Find out if they are following industry norms
“In order to avoid scams or any type of fraud and misrepresentation by dubious agents, ensure that the consultants and lawyers follow the standard immigration procedure to the best of their ability as per the established industry standards,” says Deepanshu Choudhry, Legal Manager, Step Global.

Avoid legal trouble while investing in a second passport

In conversation with Dr Sadir Al Kherdaji, Managing Director, Al Kherdaji International Legal Consultants

What are common legal hurdles an investor may face while applying for a citizenship or residency by investment programme?

The applicant must check the legalities of acquiring dual citizenship in the laws and constitution of their home country. Many countries, especially in Asia, prohibit dual citizenship and travelling with multiple passports. Applications for a second passport in such cases come under many challenges.

Another common difficulty could be related to arranging for all due diligence and background check details for application, which can sometimes be simply unobtainable.

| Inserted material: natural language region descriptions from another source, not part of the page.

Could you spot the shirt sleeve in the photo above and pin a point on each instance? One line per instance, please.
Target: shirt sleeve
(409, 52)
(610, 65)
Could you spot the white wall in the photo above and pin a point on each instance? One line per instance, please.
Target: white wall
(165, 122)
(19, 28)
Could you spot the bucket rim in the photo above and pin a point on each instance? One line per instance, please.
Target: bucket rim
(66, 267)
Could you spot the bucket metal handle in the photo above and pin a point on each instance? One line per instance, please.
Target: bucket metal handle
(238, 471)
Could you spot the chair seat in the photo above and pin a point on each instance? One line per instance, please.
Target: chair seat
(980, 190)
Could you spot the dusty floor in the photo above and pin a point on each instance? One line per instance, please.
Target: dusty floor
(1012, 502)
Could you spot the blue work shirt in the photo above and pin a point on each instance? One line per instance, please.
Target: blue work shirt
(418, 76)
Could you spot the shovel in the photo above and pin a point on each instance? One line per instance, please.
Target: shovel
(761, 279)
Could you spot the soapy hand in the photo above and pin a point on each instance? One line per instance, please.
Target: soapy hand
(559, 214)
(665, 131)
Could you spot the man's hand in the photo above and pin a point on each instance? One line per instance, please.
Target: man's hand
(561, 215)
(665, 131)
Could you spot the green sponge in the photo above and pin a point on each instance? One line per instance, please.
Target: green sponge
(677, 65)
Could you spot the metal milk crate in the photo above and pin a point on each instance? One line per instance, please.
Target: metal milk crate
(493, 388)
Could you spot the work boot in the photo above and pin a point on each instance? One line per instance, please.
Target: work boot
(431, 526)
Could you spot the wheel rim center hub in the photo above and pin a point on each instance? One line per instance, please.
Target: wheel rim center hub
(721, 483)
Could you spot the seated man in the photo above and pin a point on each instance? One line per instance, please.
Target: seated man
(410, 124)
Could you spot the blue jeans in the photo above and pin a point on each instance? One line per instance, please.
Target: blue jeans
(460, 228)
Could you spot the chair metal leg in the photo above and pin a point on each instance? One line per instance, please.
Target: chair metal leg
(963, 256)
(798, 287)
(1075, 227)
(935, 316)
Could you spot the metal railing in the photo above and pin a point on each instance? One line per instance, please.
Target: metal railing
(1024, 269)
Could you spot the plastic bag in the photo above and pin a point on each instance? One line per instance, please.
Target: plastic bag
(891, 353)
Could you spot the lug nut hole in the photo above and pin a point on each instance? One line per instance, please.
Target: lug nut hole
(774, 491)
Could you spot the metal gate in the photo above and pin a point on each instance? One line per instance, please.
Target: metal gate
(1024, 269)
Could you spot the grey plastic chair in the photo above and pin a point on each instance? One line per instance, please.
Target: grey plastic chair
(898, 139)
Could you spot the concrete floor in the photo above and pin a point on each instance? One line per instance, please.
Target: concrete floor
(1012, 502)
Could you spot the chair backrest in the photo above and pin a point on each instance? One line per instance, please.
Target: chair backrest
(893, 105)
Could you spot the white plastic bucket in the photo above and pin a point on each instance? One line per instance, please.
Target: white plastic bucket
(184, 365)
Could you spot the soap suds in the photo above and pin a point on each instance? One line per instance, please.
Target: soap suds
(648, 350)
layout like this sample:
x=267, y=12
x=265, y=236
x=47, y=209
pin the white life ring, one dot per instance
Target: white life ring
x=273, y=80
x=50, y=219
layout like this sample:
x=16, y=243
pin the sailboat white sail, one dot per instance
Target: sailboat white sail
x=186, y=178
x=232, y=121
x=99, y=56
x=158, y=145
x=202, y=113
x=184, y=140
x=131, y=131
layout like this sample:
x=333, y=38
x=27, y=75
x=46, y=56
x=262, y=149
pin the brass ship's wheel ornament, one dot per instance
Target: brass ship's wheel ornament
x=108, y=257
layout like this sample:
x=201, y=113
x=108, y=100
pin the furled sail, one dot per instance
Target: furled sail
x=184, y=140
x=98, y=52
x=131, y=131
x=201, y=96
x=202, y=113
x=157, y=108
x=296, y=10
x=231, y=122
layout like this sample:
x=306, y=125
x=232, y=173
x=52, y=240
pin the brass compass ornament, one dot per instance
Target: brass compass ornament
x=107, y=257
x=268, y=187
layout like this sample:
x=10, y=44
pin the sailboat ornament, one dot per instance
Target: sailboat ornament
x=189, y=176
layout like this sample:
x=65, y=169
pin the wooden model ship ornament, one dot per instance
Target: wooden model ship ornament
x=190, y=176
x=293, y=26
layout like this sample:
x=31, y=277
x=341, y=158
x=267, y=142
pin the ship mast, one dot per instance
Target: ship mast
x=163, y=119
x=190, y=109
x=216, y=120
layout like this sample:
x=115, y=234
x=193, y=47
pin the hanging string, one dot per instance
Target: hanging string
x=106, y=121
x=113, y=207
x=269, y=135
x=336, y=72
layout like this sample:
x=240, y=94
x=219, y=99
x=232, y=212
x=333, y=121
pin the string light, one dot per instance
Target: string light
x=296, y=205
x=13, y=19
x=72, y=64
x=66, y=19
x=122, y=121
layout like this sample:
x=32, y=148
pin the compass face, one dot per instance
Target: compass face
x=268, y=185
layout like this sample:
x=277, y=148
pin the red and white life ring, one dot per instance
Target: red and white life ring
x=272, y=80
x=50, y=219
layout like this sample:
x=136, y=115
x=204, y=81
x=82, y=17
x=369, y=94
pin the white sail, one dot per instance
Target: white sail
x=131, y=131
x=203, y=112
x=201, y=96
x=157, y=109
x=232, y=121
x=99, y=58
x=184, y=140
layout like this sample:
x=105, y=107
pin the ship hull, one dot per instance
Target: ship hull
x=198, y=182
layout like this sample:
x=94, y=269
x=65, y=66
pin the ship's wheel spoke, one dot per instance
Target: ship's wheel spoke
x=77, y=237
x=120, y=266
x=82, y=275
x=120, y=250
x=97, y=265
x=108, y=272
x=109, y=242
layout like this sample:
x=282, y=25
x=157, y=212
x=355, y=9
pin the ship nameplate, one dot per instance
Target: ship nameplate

For example, getting a police clearance certificate from an applicant’s country of birth can sometimes be really hard, especially if the applicant has never lived in that country or obtained its citizenship.

Citizenship is the relationship between an individual and a sovereign state, defined by the laws of that state, along with corresponding duties and rights.

- Dr Sadir Al Kherdaji, Managing Director, Al Kherdaji International Legal Consultants

What can be done to limit an investor’s tax risks while opting for a programme?

In general, tax regimes are residence-based or territorial. Therefore, a careful prior study should be made about the tax laws in the place of residence of the applicant and the tax laws of their country of origin, while considering the tax laws in force in the country in which they intend to naturalise. This is to ensure compliance with the laws of the country of naturalisation without prejudice to the necessity to have a creative tax structuring.

After acquiring the citizenship, what legal matters should an investor be aware of?

Citizenship is the relationship between an individual and a sovereign state, defined by the laws of that state, along with corresponding duties and rights. Therefore, the naturalised person should save no effort to be aware of their new duties and rights under the law in force in the country in which they have obtained citizenship. This includes, but not limited to, the basic laws related to civil and financial affairs, such as serving the mandatory national service.